Watson, the Atlantic Coast Conference Player of the Year and finalist for every major quarterback award, has thrown for 3,512 yards and 30 touchdowns and has run for 887 yards and 11 touchdowns.
And that came after sustaining a torn ACL and a broken hand that limited him during his freshman season.
“Even after he got hurt, [Watson] always had a playbook in his hand,” Clemson guard Eric Mac Lain said. “The way he approached it was cool to watch and to see his maturity.
“Sometimes when guys get hurt they walk away and don’t try as hard. He tried harder, he put on some weight and really approached it very systematically and smart.”
Watson, a state champion at Georgia’s Gainesville High School, threw for a Georgia state-record 13,077 yards and compiled 17,134 combined yards on his way to becoming the highest-rated dual-threat quarterback in the country.
Watson has exemplified the true meaning of a dual-threat quarterback so far at the college level.
“I think [Watson] puts stress on you because you have to account for him,” Oklahoma defensive coordinator Mike Stoops said. “You can’t every play, but you know that they want to feature him when they need to. When things aren’t going well, that’s the one guy that can make a play for them, and then it stresses your defense even more, and you’re out there single covered. That’s where they’re good in getting the ball vertically down the field.”

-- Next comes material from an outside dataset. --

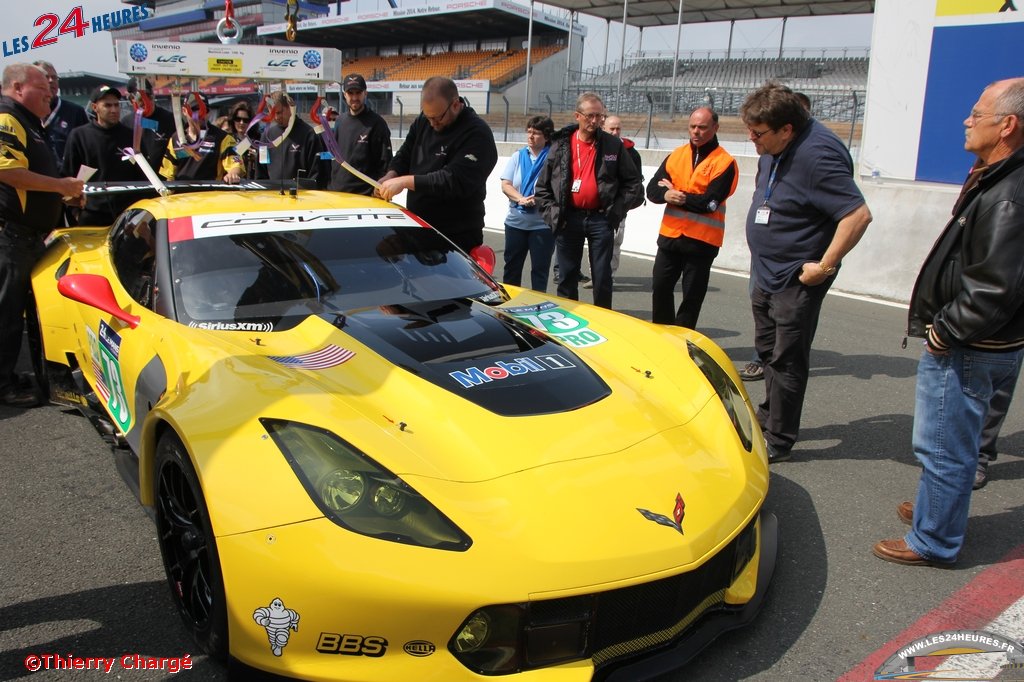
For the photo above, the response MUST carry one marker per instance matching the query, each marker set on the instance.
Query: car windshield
(241, 278)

But sometimes the dual-threat label has cast dispersions on his true ability as a pure passer.
“A quarterback can do both,” Watson said. “It’s not so much sitting in the pocket. A lot of people think dual-threat and you can’t throw the ball. It’s really not about throwing for 400 yards every game, it’s about getting a ‘W.’ There are a lot of guys out there that can throw and run and be successful.”

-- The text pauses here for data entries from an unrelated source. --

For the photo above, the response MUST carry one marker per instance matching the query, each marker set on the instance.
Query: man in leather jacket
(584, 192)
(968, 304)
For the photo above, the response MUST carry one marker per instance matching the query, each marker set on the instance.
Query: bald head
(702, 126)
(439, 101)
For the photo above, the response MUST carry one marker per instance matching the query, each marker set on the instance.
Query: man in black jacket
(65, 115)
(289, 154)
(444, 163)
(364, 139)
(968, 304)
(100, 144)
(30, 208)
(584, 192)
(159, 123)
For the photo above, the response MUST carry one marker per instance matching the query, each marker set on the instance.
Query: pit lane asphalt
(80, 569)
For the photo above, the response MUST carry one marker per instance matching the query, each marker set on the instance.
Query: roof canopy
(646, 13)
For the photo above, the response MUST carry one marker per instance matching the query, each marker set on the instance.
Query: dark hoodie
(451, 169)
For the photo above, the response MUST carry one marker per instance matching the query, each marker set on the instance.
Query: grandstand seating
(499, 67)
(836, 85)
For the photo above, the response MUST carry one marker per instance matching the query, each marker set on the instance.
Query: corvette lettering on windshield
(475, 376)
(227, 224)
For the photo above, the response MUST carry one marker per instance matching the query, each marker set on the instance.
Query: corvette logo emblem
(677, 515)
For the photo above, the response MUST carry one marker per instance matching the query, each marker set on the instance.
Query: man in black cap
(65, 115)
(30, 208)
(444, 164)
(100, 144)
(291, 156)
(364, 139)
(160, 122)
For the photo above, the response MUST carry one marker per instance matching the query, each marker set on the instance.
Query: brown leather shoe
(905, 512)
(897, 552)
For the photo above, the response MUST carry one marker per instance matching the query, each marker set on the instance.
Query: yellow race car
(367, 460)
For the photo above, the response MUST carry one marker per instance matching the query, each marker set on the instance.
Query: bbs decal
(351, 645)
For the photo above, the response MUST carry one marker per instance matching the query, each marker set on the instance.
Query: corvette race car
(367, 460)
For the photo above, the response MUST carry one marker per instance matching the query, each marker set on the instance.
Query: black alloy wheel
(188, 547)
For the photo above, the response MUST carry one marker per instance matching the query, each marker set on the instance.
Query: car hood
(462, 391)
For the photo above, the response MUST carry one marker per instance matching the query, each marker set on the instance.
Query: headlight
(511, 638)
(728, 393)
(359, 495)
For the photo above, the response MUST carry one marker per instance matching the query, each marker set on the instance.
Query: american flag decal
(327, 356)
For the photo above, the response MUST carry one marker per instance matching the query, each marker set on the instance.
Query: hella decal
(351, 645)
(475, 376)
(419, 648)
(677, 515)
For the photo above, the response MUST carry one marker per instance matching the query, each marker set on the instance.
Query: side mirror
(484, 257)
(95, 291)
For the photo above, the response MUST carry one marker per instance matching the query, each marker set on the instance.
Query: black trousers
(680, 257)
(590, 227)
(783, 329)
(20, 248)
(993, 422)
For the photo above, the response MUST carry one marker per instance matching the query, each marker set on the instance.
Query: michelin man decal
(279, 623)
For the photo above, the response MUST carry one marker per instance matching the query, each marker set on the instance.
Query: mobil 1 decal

And Watson has proved that this season.
His ability to throw the deep ball and make plays with his escape ability is something opponents have tried and failed to factor in when facing Clemson.
“[Watson] puts the ball exactly where he needs to be every time,” Clemson wide receiver Charone Peake said. “He does a good job controlling the offense, and the good thing for our offense is we don’t really have to do that as much because we’re confident that we can take the little things sometimes or even run the ball because our offense is so balanced.”
With 12 more combined yards, he can set the school record for combined offensive yards.
Against UM in October, Watson did not finish the game only because he had already kick-started the Tigers’ 58-0 blowout win by throwing for 143 yards and a touchdown and running for 98 yards and another score in the first half.
Watson is inspired to have an extended encore this Thursday and not just because a berth in the national championship game is at stake.
Watson said Sunday that his mother, Deann, a cancer survivor, will be in attendance.
“It’s a blessing to have her in the stands and just to have her see her son achieve the dreams that I always dreamed about,” Watson said. “Every time when I was a little kid I told her I wanted to play college football and be at this stage, and now I’m here.”